In the profiles page, I don't want to see the endpoints as pills, only the credentials. And I currently don't see the logos of the credentials (however, it might be due to the screenshot being old). The read-only text at the right of the row is redundant, and should be removed. Move the stats of each profile at the same row as the name of the profile, anchored to the right of the row.

Take a new screenshot of the profiles page after the changes

[arnauorriols]

[bot-reply]
Pushed 385d9a2 addressing this comment on the Profiles page:

• Removed the endpoint pills (endpoint count still shown in the stats line).
• Removed the redundant "read-only" tag from each row.
• Moved the stats line (devices · endpoints · rules · credentials) onto the profile name row, right-anchored.
• Credential logos already render via IntegrationIcon; the missing-logo report was a stale screenshot. Re-captured docs/screenshots/v2-05-profiles.png against the dev-seed shape.

[arnauorriols]

Sync with main, fixing the git conflicts. And replicate the new redentials section of the settings page of v1, into the settings page of v2.

[arnauorriols]

[bot-reply]
Addressed:

• Synced with main: merged origin/main into polecat/v2-dashboard (67992ef). Only one textual conflict — www/src/App.tsx parseRoute(), where the v2 sub-route dispatch lived next to a const h = window.location.hash rewrite on main. Kept the v2 path (query-string strip + parseV2Route dispatch).
• Replicated v1 credentials section in v2 settings (1c9e4c1): the v2 settings page now renders CredentialsTypeGrid (per-type cards with the expanding details table) instead of IntegrationsCards. Same connect / disconnect / update flows; the ?connect=<id> deep link from the Profiles pills is preserved at the page level (fires onConnect and drops the query). Without this, the v2 settings page was still passing pendingConnect / onConsumePendingConnect to IntegrationsCards, which the credentials redesign on main removed — tsc --noEmit was breaking on it.

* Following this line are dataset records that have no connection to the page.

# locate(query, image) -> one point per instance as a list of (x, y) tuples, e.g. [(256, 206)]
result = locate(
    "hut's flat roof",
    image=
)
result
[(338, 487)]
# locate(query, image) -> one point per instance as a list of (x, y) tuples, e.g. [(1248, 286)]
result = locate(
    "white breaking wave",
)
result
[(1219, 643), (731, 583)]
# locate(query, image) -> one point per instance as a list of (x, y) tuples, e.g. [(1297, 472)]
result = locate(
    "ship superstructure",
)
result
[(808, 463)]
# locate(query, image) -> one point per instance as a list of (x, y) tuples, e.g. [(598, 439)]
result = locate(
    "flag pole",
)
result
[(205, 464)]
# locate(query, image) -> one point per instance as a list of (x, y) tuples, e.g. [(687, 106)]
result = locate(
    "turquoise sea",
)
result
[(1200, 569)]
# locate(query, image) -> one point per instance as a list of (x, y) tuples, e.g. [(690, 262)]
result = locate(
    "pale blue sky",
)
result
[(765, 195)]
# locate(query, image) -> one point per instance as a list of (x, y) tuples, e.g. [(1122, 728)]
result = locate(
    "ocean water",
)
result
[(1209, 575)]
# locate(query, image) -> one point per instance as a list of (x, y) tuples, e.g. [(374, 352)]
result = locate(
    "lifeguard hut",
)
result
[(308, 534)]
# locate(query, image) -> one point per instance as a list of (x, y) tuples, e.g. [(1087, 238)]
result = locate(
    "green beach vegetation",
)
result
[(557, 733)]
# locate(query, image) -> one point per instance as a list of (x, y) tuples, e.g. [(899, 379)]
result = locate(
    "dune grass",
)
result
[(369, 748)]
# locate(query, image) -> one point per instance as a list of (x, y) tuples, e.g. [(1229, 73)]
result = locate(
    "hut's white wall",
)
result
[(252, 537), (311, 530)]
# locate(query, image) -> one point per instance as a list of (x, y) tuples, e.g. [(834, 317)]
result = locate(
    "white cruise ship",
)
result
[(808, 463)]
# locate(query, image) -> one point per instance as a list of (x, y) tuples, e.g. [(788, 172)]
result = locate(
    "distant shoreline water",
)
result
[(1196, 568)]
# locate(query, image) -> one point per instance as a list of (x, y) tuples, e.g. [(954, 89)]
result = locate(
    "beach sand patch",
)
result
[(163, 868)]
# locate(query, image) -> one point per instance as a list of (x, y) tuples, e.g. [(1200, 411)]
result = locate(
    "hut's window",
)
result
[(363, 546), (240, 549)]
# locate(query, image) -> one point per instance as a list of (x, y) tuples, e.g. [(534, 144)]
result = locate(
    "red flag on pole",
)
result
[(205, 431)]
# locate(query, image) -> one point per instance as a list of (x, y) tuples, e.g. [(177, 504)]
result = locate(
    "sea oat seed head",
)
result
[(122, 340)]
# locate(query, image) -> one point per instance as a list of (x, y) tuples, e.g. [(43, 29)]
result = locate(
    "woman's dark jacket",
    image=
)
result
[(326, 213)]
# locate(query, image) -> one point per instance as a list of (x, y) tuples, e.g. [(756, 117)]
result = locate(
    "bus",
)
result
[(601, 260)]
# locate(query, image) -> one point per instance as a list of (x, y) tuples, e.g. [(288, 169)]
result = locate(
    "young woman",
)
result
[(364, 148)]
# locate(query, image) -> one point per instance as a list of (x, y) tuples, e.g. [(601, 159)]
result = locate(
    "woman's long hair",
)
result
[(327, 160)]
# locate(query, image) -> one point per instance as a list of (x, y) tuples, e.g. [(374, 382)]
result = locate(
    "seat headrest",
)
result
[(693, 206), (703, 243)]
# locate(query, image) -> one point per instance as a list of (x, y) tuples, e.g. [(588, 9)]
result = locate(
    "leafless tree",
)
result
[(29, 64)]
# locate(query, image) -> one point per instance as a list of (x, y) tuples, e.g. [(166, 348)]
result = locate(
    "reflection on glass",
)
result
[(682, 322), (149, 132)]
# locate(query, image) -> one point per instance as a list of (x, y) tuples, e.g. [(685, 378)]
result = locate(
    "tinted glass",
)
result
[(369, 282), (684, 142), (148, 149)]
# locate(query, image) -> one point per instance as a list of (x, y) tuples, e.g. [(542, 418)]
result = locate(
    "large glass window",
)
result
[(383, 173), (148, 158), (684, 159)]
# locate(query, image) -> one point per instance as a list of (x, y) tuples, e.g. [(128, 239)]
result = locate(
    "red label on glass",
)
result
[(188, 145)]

Quality gates: gofmt -l ., go vet ./..., go test ./..., npx oxfmt --check, npm run lint:github, npm run build — all green.

[arnauorriols]

sync with main and fix conflicts

[arnauorriols]

[bot-reply]
Synced with main and fixed the resulting conflicts:

• 014524d Merge remote-tracking branch 'origin/main' into polecat/v2-dashboard — straight merge, no textual conflicts.
• cff6621 v2 dashboard: relocate www/src/v2 → dashboard/src/v2 after main rename — main renamed www/ → dashboard/ in Prep repo for launch: README rewrite + cmd/clawpatrol move #452, so the v2 tree was orphaned (its ../lib/api / ../components/* imports pointed at a directory that no longer exists). Moved www/src/v2/ → dashboard/src/v2/ so dashboard/src/App.tsx's existing import { parseV2Route, V2App } from "./v2/V2App" resolves, and updated one comment in V2App.tsx that referenced the old path.

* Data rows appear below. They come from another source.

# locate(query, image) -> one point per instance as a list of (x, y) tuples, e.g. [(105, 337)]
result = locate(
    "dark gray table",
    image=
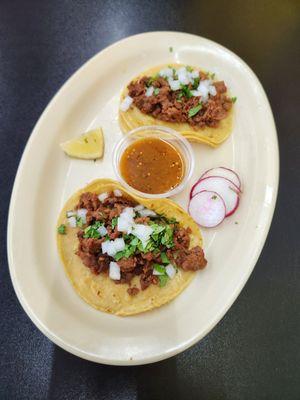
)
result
[(253, 353)]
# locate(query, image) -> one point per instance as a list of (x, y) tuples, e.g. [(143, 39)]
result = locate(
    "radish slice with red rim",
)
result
[(207, 209), (223, 187), (224, 173)]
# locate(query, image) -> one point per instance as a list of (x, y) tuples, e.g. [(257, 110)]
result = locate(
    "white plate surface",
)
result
[(46, 178)]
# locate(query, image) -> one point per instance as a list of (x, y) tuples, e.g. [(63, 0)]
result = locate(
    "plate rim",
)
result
[(218, 317)]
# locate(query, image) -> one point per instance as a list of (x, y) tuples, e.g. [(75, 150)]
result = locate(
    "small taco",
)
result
[(181, 97), (124, 254)]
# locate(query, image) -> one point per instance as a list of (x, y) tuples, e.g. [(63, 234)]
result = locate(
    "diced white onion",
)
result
[(196, 93), (82, 214), (155, 272), (125, 220), (102, 230), (149, 91), (147, 213), (126, 103), (212, 90), (72, 222), (194, 74), (183, 76), (114, 271), (117, 193), (139, 207), (174, 84), (166, 73), (142, 232), (109, 248), (103, 196), (119, 244), (203, 88), (171, 271)]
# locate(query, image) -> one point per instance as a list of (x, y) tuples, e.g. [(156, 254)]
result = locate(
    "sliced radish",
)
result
[(224, 173), (207, 208), (224, 187)]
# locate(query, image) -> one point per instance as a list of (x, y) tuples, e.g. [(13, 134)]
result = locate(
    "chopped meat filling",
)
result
[(178, 105), (137, 263)]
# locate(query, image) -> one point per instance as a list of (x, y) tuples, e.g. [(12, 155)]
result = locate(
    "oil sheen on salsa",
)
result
[(152, 166)]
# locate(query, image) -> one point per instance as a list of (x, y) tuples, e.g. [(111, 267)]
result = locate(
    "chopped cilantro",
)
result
[(196, 83), (159, 268), (186, 91), (164, 258), (79, 222), (91, 231), (163, 279), (152, 79), (114, 222), (193, 111), (61, 229)]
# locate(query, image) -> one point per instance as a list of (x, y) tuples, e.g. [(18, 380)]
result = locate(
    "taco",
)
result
[(184, 98), (124, 254)]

Verified locally: make fmt-check, make lint, make dashboard, go build ./..., go vet ./..., and go test ./... all green.

[arnauorriols]

1. remove any gastown reference in the codebase. I see some comments mentioning "polecats".
2. Delete all screenshots

[arnauorriols]

[bot-reply]
Pushed ac35edd addressing this comment:

• Removed the // Polecat decisions... comment block from dashboard/src/v2/V2App.tsx
• Dropped the local /home/gastown/... path reference from doc/wg-ephemeral-sessions-design.md
• Deleted all screenshots added by this PR (docs/screenshots/ and site/doc/screenshots/pr-231-settings-page/)

[arnauorriols]

[bot-reply] Extending this PR with #474 — adds a Devices table with per-row Status column to the v2 Overview (cl-cw2i). Based on polecat/v2-dashboard so it merges cleanly once this PR lands.